A view in city living

The apartment
The chute is at the end of the corridor to the right, through four doors, some serving as fire doors and others I am yet to properly determine apart from the fact that one of them is useful.
The communal living in an apartment block offers an interesting social experiment in engaging with people you don’t know but leave the evidence of both their existence and irritation.
The building we access with electronic codes and are not supposed to let anyone tailgate us into the building if they are unknown to us. Yet, we all somehow work on the premise that anyone who follows so closely behind us probably has business in the building that is unlikely to be nefarious.
The people
I am of a reticent disposition, I rarely tailgate access to a building where I am a guest, I will wait for the host to acknowledge me and give me access to the building. At certain times, my bell rings and the person at the door is unknown, to the unknown, I will not provide access, no matter the tales they have to tell.

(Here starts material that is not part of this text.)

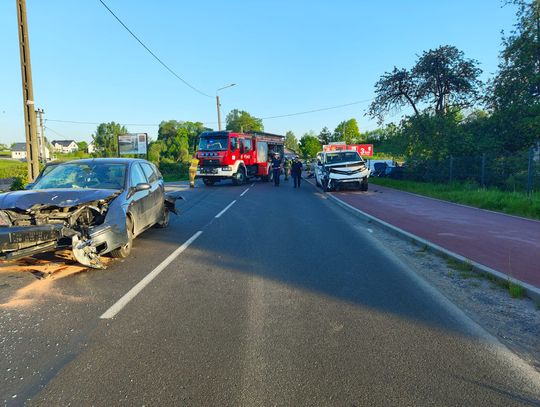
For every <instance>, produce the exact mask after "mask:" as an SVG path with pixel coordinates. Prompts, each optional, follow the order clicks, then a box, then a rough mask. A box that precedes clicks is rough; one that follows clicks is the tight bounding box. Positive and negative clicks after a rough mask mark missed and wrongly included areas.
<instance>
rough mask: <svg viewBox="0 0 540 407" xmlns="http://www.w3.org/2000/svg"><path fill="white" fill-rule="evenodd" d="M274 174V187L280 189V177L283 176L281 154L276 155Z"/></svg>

Our post-boxes stacked on each other within a hall to the back entrance is on two sides on the walls and there is nothing as irksome as receiving junk mail, but worse still is those who drop their unneeded mail on the floor. I will be asking the concierge to keep an eye on the closed circuit television camera to catch out the culprit.

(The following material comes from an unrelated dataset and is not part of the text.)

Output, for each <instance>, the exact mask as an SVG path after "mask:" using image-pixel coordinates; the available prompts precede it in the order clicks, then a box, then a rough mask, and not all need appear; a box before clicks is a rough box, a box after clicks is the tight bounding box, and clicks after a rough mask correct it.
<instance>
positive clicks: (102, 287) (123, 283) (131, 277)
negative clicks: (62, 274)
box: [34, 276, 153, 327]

I could not help but notice that someone had taken a brutal implement to the post box for flat 27 and the door to the post box is left open, warped and damaged. It is likely that the occupant of that apartment is tenant rather than an owner because no owner would nominally exhibit such vandalism.
The chute
The room where the electricity meters are for each floor sees much activity; parcels and packages delivered to the concierge who serves many purposes including this; storing the goods in this room which is more a cubicle.
The activity in that space presages inactivity in my department, thrice goods have been stored there and in the process, the main switch to my apartment tripped off. There was a time I was away in South Africa and after the first week out of four I could no more contact my computer, well, the power had gone and with that, all was stored in my freezer went to waste with an unbearable stink.

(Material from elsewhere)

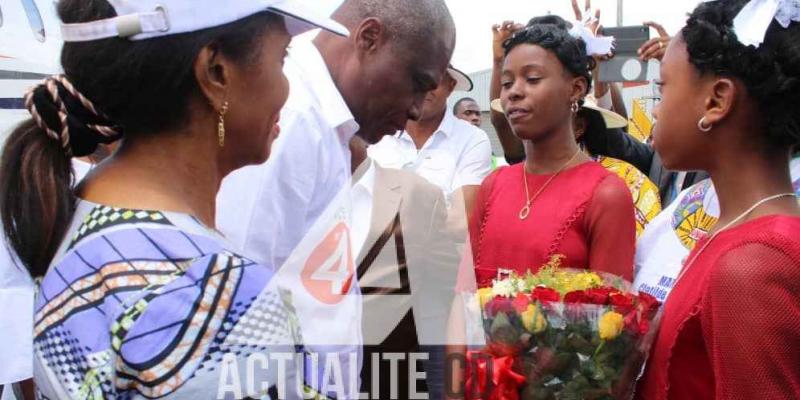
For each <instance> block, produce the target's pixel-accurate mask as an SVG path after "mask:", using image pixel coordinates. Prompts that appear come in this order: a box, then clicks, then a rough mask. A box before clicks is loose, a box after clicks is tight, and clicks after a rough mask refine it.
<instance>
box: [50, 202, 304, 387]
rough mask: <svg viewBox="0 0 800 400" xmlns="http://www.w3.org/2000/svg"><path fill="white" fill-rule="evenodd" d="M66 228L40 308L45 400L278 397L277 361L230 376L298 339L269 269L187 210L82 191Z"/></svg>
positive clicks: (292, 376) (267, 356)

That was a number of visits to the chute that allows every floor to send their household rubbish and waste apart from recycled stuff to the huge waste bins in the basement. You chuck your rubbish in the chute and it should slide down and land with a thud that you should hear.
Sometimes, it requires the swinging of the chute door to allow the bag fall through, yet some on my floor do not wait to see that their rubbish has left the receptacle and fallen into the bin. Usually, these are bigger than normal bags and it takes a bit of working at to let the bag fall through before you could put yours in.
The Concierge
The absence of housetraining that includes the consideration of others is evident in these bugbears, litter, rubbish, spills, smells, blockages, noise and those are just a few of the problems with sharing an apartment block. Were it not for the presence of the concierge to attend to some of these issues, existence here would have bordered on the unbearable.
This is life in the city centre, the conveniences, however, almost always outweigh the inconveniences.